Infatti la prima cosa che Roy Cohn gli insegnò furono le tre regole d’oro: “ Attaccare, attaccare, attaccare. Non ammettere nulla, negare tutto. Rivendica sempre la vittoria». Precetti che lo vediamo applicare cinquant’anni dopo quasi ogni volta che parla, durante le sue riunioni, o anche sui social network.

Sia che attacchi i suoi avversari o li porti in tribunale, Donald Trump è noto per la sua aggressività. La prima regola è ben applicata. Mentre viene processato in molteplici casi e condannato, continua a negare e a gridare ” caccia alle streghe », una delle sue espressioni preferite. Seconda regola mantenuta.

Infine, in termini di rivendicazione della vittoria anche in caso di sconfitta, l’esempio più lampante rimane le elezioni presidenziali americane del 2020. Ancora oggi, il repubblicano accusa i democratici di aver rubato il voto e ritiene che dovrebbe essere il legittimo inquilino dei bianchi. Casa. Terza regola padroneggiata.

Generare empatia per Donald Trump

È difficile non vedere questa risonanza con la realtà e non vederla come una critica. “ Tutto ciò è ambientato negli anni ’70, ’80 e ovviamente c’è una sovrapposizione con ciò che accade oggi, ma questo non è contro di lui », assicura il HuffPost Ali Abbasi. Al contrario, racconta di aver cercato di avvicinarsi al suo personaggio con empatia, spiegando come è diventato il politico che conosciamo.

Infatti, oltre a descrivere il sistema in cui Trump lascia il segno, la storia mostra anche scene intime per perfezionare un ritratto, più complesso di quanto si immagini. E questo include i pasti in famiglia e il rapporto tossico che suo padre ha con lui e i suoi fratelli. Uno di loro, Fred J., sarebbe morto all’età di 43 anni a causa del suo alcolismo.

È anche la scena cruda della liposuzione sul tavolo operatorio, quella della chirurgia dei capelli o addirittura l’assunzione compulsiva di pillole dimagranti che fanno diventare arancione la carnagione. “ Questo film parla ovviamente di politica, ma riguarda soprattutto l’aspetto umano della politica”sottolinea il regista.

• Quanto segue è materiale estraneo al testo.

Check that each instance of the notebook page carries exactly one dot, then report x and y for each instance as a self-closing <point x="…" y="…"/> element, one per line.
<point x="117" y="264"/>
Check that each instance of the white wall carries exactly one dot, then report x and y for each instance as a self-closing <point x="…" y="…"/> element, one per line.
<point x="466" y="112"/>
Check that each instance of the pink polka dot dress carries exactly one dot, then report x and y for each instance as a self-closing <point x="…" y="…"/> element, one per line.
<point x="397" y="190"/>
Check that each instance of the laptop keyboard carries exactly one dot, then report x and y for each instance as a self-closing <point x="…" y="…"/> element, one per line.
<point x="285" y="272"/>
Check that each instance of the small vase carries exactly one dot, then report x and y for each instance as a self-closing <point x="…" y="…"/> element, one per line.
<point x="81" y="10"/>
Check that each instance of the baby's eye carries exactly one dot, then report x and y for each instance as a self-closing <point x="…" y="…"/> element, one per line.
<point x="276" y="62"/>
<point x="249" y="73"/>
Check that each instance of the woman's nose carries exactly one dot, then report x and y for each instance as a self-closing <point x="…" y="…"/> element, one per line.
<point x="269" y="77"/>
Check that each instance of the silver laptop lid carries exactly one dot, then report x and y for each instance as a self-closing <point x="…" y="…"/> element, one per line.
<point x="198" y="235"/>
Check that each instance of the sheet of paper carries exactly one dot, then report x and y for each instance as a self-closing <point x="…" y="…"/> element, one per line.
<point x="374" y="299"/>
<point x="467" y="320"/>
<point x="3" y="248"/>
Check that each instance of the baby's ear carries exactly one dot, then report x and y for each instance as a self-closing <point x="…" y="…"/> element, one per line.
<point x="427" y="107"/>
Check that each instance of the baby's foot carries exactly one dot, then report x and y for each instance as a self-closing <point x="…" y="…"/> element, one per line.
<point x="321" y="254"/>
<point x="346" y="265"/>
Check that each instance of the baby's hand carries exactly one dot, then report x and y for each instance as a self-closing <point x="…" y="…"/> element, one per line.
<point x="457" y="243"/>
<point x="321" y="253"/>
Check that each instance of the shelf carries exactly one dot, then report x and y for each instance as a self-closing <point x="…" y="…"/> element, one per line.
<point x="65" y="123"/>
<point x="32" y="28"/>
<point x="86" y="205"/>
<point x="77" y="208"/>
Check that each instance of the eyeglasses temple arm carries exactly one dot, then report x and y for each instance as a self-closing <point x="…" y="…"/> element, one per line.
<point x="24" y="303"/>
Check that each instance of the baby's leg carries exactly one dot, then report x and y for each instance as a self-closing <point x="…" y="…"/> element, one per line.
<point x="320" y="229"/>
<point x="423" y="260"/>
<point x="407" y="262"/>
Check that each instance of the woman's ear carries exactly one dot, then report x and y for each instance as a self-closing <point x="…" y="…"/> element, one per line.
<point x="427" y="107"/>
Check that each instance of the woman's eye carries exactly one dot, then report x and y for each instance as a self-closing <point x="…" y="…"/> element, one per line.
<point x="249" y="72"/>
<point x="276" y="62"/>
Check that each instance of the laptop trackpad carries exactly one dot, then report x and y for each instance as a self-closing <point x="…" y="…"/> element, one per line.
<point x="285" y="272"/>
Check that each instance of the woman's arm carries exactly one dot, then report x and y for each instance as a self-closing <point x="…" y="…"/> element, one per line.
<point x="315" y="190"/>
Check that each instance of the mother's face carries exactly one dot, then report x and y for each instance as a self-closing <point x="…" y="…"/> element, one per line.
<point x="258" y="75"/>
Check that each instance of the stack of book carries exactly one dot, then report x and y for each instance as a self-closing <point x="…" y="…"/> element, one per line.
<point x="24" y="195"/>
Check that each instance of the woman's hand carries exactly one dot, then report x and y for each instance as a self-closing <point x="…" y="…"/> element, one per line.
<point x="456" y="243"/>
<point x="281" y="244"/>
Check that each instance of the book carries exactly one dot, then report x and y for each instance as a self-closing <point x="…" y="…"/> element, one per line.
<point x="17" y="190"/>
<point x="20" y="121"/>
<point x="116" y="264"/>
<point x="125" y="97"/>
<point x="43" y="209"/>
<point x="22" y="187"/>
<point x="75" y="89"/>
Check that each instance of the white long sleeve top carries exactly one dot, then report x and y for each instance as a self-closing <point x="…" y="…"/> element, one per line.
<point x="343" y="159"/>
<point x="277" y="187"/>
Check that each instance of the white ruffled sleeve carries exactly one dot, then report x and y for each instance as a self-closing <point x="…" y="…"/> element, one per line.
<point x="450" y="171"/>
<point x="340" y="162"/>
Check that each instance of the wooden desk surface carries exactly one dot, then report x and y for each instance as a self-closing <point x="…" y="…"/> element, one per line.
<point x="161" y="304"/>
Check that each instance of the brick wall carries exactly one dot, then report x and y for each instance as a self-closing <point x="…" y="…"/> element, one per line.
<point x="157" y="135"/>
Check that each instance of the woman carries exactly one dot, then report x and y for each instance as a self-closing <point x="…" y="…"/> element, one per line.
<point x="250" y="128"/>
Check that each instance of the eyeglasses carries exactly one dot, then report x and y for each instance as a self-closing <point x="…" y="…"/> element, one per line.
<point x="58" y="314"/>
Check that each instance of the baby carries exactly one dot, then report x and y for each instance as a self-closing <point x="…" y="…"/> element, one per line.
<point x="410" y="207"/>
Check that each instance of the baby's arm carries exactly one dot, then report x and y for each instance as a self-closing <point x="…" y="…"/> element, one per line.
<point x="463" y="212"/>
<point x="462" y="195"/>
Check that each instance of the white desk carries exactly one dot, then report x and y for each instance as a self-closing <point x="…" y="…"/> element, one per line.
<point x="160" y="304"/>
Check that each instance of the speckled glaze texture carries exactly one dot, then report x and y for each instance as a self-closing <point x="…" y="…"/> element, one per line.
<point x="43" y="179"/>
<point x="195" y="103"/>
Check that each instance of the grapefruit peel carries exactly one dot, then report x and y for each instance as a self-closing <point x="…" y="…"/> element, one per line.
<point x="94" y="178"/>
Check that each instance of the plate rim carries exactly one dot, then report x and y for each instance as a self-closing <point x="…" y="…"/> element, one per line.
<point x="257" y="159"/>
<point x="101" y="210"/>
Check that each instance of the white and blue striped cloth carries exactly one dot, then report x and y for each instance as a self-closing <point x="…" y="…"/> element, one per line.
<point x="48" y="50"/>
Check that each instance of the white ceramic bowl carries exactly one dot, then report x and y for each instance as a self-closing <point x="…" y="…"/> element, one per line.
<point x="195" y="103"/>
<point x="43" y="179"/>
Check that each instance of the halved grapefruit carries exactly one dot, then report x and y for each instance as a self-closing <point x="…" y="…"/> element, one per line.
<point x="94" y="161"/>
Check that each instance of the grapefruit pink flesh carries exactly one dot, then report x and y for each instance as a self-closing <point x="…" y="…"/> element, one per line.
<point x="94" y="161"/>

Ali Abbasi ne è convinto L’Apprendista potrebbe piacere a Donald Trump e gli sarebbe piaciuto addirittura mostrarglielo personalmente per sapere come si sentiva. Non sono però sicuro che l’interessato avrebbe assaporato la scena agghiacciante in cui il suo personaggio violenta la moglie Ivana. Un evento che Ivana Trump ha effettivamente raccontato sotto giuramento davanti ai tribunali e che la regista si è accontentata di illustrare secondo i termini da lei poi utilizzati.

Non ” ridurre “L’apprendista di un” versare ” O ” contro »

Sull’argomento si sono già espressi gli avvocati di Donald Trump, definendo il film “ pura finzione maliziosa “. Il regista ha anche ricevuto una lettera dalla squadra di Trump, che lo accusava di voler interferire nelle elezioni presidenziali e ” essere pagati dai governi stranieri”.

Anche qui Ali Abbasi è categorico: il suo film non ha nulla a che fare con le elezioni presidenziali e non intende in alcun modo influenzarle. Perché tirarlo fuori poco prima? Per lui è soprattutto una storia di strategia distributiva. “ Sarebbe potuto uscire più tardi, ma sì, volevo che uscisse prima. È come se girassi un film su Maradona, vuoi che esca durante i Mondiali, ad esempio. È un buon tempismo. »

Ma ancora una volta insiste e segnala: non dovremmo vedere qui il desiderio di giudicare Donald Trump. “ Mi dispiacerebbe ridurre il lavoro che tante persone hanno svolto negli ultimi sei anni a qualcuno “pro o contro” », ci dice. E in ogni caso, anche se usciamo da questo film con un’opinione ancora peggiore di Donald Trump,” Essere una persona odiosa non ti rende necessariamente un cattivo presidente », sottolinea il cineasta.

Teme ritorsioni da parte dei repubblicani? “ Vedremo! Quindi, come ha detto lo stesso Donald Trump, tutta la pubblicità, buona o cattiva, è pubblicità”. risponde maliziosamente.